Ruida Zhang,Chenyangguang Zhang,Yan Di,Fabian Manhardt,Xingyu Liu,Federico Tombari,Xiangyang Ji
Abstract:In this paper, we present KP-RED, a unified KeyPoint-driven REtrieval and Deformation framework that takes object scans as input and jointly retrieves and deforms the most geometrically similar CAD models from a pre-processed database to tightly match the target. Unlike existing dense matching based methods that typically struggle with noisy partial scans, we propose to leverage category-consistent sparse keypoints to naturally handle both full and partial object scans. Specifically, we first employ a lightweight retrieval module to establish a keypoint-based embedding space, measuring the similarity among objects by dynamically aggregating deformation-aware local-global features around extracted keypoints. Objects that are close in the embedding space are considered similar in geometry. Then we introduce the neural cage-based deformation module that estimates the influence vector of each keypoint upon cage vertices inside its local support region to control the deformation of the retrieved shape. Extensive experiments on the synthetic dataset PartNet and the real-world dataset Scan2CAD demonstrate that KP-RED surpasses existing state-of-the-art approaches by a large margin. Codes and trained models will be released in
What problem does this paper attempt to address?
### Problems the Paper Aims to Solve
The paper aims to address the problem of generating high-quality 3D models from noisy object scans. Specifically, the paper proposes a method called KP-RED, which utilizes semantic keypoints to jointly retrieve and deform 3D models to match the target object. Existing methods often perform poorly when dealing with partial scans and noisy data, whereas KP-RED introduces a keypoint-driven framework that can handle these issues more effectively.
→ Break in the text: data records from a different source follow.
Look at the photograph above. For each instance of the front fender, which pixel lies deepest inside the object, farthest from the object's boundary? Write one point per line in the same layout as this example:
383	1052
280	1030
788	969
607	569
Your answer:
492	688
### Background and Challenges
1. **Limitations of Existing Methods**:
- **Dense Matching Methods**: These methods usually struggle with partial scans and noisy data because they rely on the global features of the point cloud, which can lead to the loss of local geometric information.
- **Deformation Modules**: Existing deformation methods typically depend on dense point matching, but random outliers can significantly mislead the matching process, resulting in suboptimal deformation outcomes.
2. **Proposed Solutions in the Paper**:
- **Keypoint-Driven Framework**: KP-RED uses sparse keypoints as intermediate representations instead of directly using dense point matching. These keypoints have semantic consistency within each category, effectively handling occlusions and noise.
- **Local-Global Feature Aggregation**: Through a self-attention mechanism, KP-RED can capture both local and global information, thereby preserving more geometric details during the retrieval and deformation process.
- **Neural Cage Deformation**: KP-RED introduces a neural cage-based deformation scheme, using keypoints to control local deformations, ensuring that the deformed model closely matches the target object.
### Method Overview
1. **Retrieval Module**:
- **Keypoint Detection**: A keypoint detector is first used to predict keypoints in the target point cloud.
- **Local Feature Aggregation**: Through point cloud feature extraction and pooling operations, local features within the support region of each keypoint are obtained.
- **Self-Attention Mechanism**: The self-attention mechanism is used to discover associations between regions and predict local retrieval tokens for each keypoint region.
- **Global Embedding Space**: All local tokens are concatenated in a unified order to generate a global deformation-aware token, which is used to retrieve the most similar model from the database.
2. **Deformation Module**:
- **Keypoint Detection**: Keypoint detection is performed on the retrieved source model.
- **Influence Vector Prediction**: The self-attention mechanism is used to predict the influence vectors of each keypoint on its support cage vertices.
- **Deformation Calculation**: Using the influence vectors and mean coordinate interpolation method, the deformed cage vertices are calculated, resulting in the deformed model.
### Experimental Results
1. **Datasets**:
- **PartNet**: A synthetic dataset containing 1419 models, 11433 training instances, and 2861 test instances.
- **Scan2CAD**: A real-world dataset based on ScanNet, providing 14225 real object models, poses, and CAD models.
2. **Evaluation Metrics**:
- **Chamfer Distance (CD)**: Used for evaluating complete shapes.
- **Unilateral Chamfer Distance (UCD)**: Used for evaluating partial shapes.
3. **Experimental Results**:
- **Complete Shapes**: On the PartNet dataset, KP-RED outperforms existing methods across all categories and datasets, showing significant advantages in the Chamfer Distance metric.
- **Partial Shapes**: When dealing with partial scans, KP-RED improves robustness to partial inputs by introducing a density-based dynamic feature extraction method.
### Conclusion
KP-RED effectively addresses the problem of generating high-quality 3D models from noisy object scans by introducing a keypoint-driven joint retrieval and deformation framework. The method performs excellently in handling partial scans and noisy data, showing great potential for widespread applications.